Pakistan mourns death of 61 in attack on academy
Gunmen shoot up police school’s sleeping quarters
QUETTA // Pakistan was in mourning yesterday after gunmen killed at least 61 people in an assault on a police academy – the deadliest attack on a security centre in the country’s history. Three masked gunmen burst into the sprawling Balochistan Police College near Quetta about 11.10pm on Monday, pretending to be soldiers as they moved through the sleeping quarters of 700 recruits. Gunfire continued for hours.
“They knocked at the locked rooms and told the cadets that they were from the army, and when they opened the doors they fired at them,” said cadet Hikmatullah, 22, from his hospital bed where he was recovering from a gunshot wound to the shoulder.
“They came in by jumping over the walls of the academy, which are very low. I ran away from my room and was hit by a bullet. I still managed to flee.”
Sarfaraz Bugti, home minister of Balochistan province, said the attackers killed a tower sentry before gaining access to the grounds. A morgue list showed 61 people were killed in the attack, while 118 were wounded.

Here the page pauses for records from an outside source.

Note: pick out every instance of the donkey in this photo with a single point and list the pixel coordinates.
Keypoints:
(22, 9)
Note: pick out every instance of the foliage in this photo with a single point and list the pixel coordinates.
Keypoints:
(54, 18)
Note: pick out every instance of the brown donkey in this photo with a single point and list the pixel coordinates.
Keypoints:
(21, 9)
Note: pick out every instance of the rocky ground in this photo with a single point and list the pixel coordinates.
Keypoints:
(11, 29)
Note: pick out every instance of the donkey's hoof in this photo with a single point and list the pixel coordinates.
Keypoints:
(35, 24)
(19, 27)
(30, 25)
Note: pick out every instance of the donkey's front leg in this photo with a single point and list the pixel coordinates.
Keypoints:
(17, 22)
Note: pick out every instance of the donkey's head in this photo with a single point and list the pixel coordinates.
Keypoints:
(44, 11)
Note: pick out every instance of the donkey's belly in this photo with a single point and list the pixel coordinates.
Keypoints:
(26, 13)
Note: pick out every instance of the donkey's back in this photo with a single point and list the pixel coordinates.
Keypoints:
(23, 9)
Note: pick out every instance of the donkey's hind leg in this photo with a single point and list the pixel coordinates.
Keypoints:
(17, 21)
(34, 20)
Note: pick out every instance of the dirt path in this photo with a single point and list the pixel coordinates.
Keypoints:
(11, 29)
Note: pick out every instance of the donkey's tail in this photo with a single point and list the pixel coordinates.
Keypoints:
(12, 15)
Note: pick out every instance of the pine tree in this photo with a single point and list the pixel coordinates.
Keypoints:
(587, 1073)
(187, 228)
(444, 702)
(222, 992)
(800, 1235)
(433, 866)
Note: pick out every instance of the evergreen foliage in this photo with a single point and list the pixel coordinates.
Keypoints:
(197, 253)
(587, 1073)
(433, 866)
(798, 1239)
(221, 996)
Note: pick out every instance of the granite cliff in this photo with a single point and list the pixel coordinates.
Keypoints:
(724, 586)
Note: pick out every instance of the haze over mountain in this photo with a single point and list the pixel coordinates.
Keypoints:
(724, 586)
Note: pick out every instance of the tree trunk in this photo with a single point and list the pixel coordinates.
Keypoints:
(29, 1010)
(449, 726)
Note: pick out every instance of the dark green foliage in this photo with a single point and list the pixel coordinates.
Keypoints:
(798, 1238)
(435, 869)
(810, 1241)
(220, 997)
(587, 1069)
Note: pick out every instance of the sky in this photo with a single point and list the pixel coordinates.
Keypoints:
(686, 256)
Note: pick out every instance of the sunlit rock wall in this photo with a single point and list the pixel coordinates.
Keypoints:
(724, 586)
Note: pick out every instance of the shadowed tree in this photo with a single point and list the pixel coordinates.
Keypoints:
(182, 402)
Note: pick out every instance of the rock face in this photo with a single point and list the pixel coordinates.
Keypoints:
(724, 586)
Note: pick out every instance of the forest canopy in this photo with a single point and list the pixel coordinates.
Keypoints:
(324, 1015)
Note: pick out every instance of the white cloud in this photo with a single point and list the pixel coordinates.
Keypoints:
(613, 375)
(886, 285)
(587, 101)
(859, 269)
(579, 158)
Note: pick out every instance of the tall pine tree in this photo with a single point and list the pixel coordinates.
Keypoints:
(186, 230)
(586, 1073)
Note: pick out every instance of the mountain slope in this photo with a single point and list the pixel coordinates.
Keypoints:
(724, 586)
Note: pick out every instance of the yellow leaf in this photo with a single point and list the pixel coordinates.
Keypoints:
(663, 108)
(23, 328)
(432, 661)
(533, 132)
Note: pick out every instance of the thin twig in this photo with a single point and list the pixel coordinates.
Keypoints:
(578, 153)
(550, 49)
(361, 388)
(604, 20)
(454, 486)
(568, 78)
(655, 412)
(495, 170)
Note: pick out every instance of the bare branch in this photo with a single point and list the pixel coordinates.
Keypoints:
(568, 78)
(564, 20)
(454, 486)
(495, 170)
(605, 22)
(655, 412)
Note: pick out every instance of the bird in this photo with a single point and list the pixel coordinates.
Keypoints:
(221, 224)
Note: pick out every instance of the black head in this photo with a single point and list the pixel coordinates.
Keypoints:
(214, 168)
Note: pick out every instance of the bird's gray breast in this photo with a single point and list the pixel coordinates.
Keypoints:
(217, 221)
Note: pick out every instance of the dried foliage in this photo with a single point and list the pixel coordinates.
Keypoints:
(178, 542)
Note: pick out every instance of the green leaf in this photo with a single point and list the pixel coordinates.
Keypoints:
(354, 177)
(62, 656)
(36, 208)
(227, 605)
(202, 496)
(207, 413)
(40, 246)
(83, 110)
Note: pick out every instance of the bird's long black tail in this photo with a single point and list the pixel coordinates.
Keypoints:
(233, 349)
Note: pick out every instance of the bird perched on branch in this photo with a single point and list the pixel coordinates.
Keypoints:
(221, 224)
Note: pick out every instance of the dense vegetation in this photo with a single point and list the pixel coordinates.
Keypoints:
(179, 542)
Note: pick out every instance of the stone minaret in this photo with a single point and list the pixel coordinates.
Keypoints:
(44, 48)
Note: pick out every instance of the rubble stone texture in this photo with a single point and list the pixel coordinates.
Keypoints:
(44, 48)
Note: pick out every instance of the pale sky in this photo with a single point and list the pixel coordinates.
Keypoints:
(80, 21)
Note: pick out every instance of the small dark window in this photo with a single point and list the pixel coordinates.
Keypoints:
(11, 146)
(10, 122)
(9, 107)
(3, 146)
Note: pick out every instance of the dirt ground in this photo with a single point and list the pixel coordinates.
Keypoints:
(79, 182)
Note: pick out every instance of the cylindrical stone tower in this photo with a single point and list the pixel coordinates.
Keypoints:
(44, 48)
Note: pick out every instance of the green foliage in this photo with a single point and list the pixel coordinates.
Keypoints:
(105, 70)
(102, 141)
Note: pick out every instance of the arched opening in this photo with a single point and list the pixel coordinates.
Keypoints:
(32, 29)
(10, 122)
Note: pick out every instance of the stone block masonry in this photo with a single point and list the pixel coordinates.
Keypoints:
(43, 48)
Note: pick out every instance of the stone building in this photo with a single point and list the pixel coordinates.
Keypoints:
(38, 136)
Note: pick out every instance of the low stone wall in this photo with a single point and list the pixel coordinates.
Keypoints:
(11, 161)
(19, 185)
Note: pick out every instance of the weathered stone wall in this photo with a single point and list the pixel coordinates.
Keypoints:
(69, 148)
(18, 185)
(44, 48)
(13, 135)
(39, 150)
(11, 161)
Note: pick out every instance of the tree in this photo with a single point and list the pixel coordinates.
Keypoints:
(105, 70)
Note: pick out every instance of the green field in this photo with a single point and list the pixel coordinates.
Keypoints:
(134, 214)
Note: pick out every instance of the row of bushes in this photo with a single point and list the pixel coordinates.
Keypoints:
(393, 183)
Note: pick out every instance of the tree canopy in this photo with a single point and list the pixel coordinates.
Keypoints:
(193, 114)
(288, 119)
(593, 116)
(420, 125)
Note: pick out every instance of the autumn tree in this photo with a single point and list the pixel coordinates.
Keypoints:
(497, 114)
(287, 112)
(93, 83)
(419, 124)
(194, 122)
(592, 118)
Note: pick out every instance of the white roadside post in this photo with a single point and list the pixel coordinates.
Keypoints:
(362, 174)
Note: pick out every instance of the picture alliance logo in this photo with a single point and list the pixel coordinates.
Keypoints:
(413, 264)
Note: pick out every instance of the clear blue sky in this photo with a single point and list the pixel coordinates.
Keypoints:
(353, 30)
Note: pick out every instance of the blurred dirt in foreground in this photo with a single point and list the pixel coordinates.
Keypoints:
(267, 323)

Maj Gen Sher Afgan, chief of the paramilitary Frontier Corps that led the battle against the gunmen, blamed the attack on the Pakistani Taliban-affiliated Lashkar-e-Jhangvi. He said the fighting lasted three hours.
Yesterday, Pakistan’s top military and intelligence command, including army chief Raheel Sharif, attended a funeral for the victims, whose coffins were carried by soldiers in dress uniform.
Prime minister Nawaz Sharif later flew to Quetta to chair a high-level security meeting. The compound remained sealed while weeping relatives were sent to the main hospital, where citizens rushed to donate blood.
The Pakistani Taliban claimed the attack, which it said was carried out by four fighters.
“This attack was carried out on the instructions of Mullah Daud Mansour, close ally of Hakimullah Mehsud and head of Pakistani Taliban in Karachi,” it said.
The Taliban said the attack was revenge for the death of its fighters outside jails in Punjab province, an apparent reference to the recent surge in killings of Lashkar fighters.
ISIL also claimed the attack, releasing a picture of what it said were the three assailants.
Lashkar officially pledges allegiance to Al Qaeda, ISIL’s rival.
But the dual claims could be evidence of new links that have not been revealed, analysts say.
“Lashkar- e- Jhangvi’s claim seems to carry more weight but ISIL has released photographs of the militants and this link between LeJ and ISIL will be determined in the coming days,” said Amir Rana, director of the Pakistan Institute for Peace Studies think tank. It was the third- deadliest attack of the year in Pakistan, which has been racked by an insurgency since shortly after the US-led invasion of Afghanistan in 2001.